Dear Jack,
We’ve almost made it! Just a few more days until we tie the knot and then we’ll be a married couple.
All of this waiting has made me stop and think about how we have changed and how many memories we have made together. Eight years is a long time-- a lot can and has happened. We’re not those fourteen year old kids who were super awkward around each other all the time. We’re still awkward, but at least we’ve learned to laugh about it instead of letting that weirdness fester.

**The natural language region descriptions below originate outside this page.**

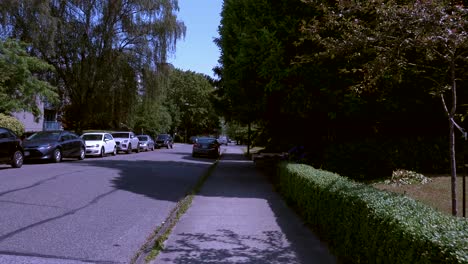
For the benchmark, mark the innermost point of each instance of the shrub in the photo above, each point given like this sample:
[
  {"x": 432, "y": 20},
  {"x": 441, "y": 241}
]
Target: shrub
[
  {"x": 12, "y": 123},
  {"x": 366, "y": 225}
]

At fourteen, you don’t really know who you are or where you’re going (much less with who you’re going with), or what you want. Not really. I don’t think fourteen-year-old Megan had a clue about anything. She knew at the beginning of freshman year that she wanted to find someone she could maybe call a significant other. Middle school crushes were fruitless and heart-breaking. But high school… this was like the turning point. Somehow in younger Megan’s brain, ninth grade was the magical elixir that made former eighth graders grow up and take action on their feelings. To a certain extent that’s true. It was for us.
Admittedly, I didn’t have it in my mind when we first got together that we would be together all through high school, all through college, and all for the rest of forever. I mean, I could barely think about what I wanted for breakfast the following morning. How could I even comprehend what forever with one person could look like? But the days turned into weeks, turned into months, turned into years… sure, we had some really hard moments. Moments where I thought we might not make it through because we were both so stressed and at a loss for what to do next and how to move forward. But somehow we did. We weathered the storm and we would go on to weather lots of different kinds of storms as we figured out what we wanted for our futures, even though those things differed slightly from each other. We worked it out as we both went off to our separate colleges and figured out how to keep seeing each other and how to handle the personal changes in mind and spirit that comes with earning an education. We weathered them again when I decided to move four thousand miles away for a semester to follow my dream of studying abroad.
Jack, you’ve taught me so much over all of these years. You have taught me what it means to be in a relationship with someone-- what I can give and what I can stand to gain as well. Love is a two-way street, they say, and we both have qualities to bring to the table to help make us better.
You’ve taught me that love requires work. I think that love can initially spark pretty easily, but in order to keep that initial spark alive, you have to attend to each other and make sure the other is doing okay.
You’ve taught me that it’s okay to go slow and that our pace doesn’t have to be the same pace as other couples around us. It’s okay to think critically about where we are in our relationship and decide for ourselves what we’re ready to take on next. There is no timeline but our own.
You’ve taught me how to show love in many different ways and validated that while our styles of showing love are different (love languages), they are both good. Once we know those styles, they can easily be understood and we can both let that love in and be better for it.
I love you very, very much and I am excited to spend the rest of my life with you!